Never ask anyone for advice who doesn’t already have what you want. Everyone is entitled to their own opinion, but opinions that limit your ability to take action should be rejected with extreme prejudice. Until the person has the experience to offer the advice they would have you follow, you are safe to ignore directives that would limit you.
Don’t Follow Up
If it were inscribed on a stone tablet, it would read, “Thou shalt not bother the client by following up,” or “Thou must always wait patiently for the prospective client to get back with you, communicating no more than once a week, always over email.” These are the words of the conflict-averse fearful people who believe that they will lose a deal by following up, instead of recognizing that it’s more likely they lose by not following up, i.e., fearing the wrong danger.
The best way you make sure you don’t bother your dream client in consultative sales is not to waste their time. The idea that you would bother someone by following up is to endorse a lack of accountability for helping your client make the right decision and allowing them to lose time. Your client is not obligated to follow up with you, chasing you down to enlist your help in producing the results you need.
Any advice that says to wait and discontinue communicating with your contacts is poor advice offered by those who have negative feelings about themselves and their role. You should always work to gain the agreements that allow you to control the process (see The Lost Art of Closing), and you should always follow up if a commitment made is not kept.
Don’t Hustle
“Thou shalt meticulously balance their work and personal life, not spending too much time at work, and erring on the side of the personal.” Some would tell you not to hustle, not to chase success, that it leads to the loss of your relationships and other adverse outcomes you must avoid. Most of this advice comes from people who have experienced unwanted consequences for their behavior, their excesses, and their poor decisions.
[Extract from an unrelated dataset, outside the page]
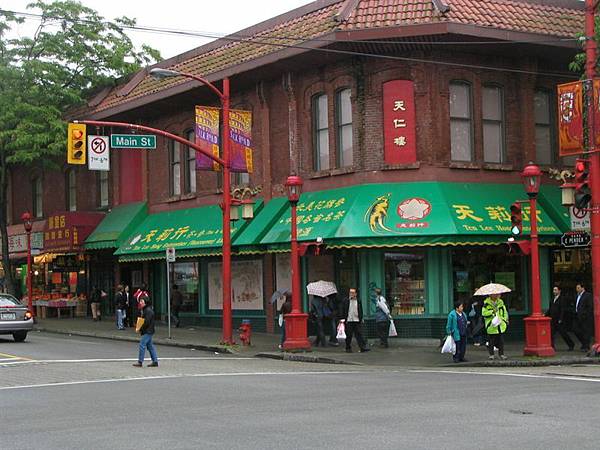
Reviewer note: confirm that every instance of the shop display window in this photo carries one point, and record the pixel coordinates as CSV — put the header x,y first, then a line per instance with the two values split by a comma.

The truth of the matter is that you have only one life. Your work is a large part of it, and so are the people you love, care for, and for whom you are responsible. What the “never hustle” crowd misunderstands is the need to hustle and succeed in all areas of your life, not just work, and not just your personal life. The idea that one may have only one is a false dichotomy as if the two are mutually exclusive.
When someone offers you the word “or,” see if you cannot replace it with an “and.” Especially challenge any advice that would disempower you from living a life of your design and one that allows for success in all dimensions, not limiting it to a single area.
Ignore any advice that would disempower you. Instead, look for information that provides you with the ability to act.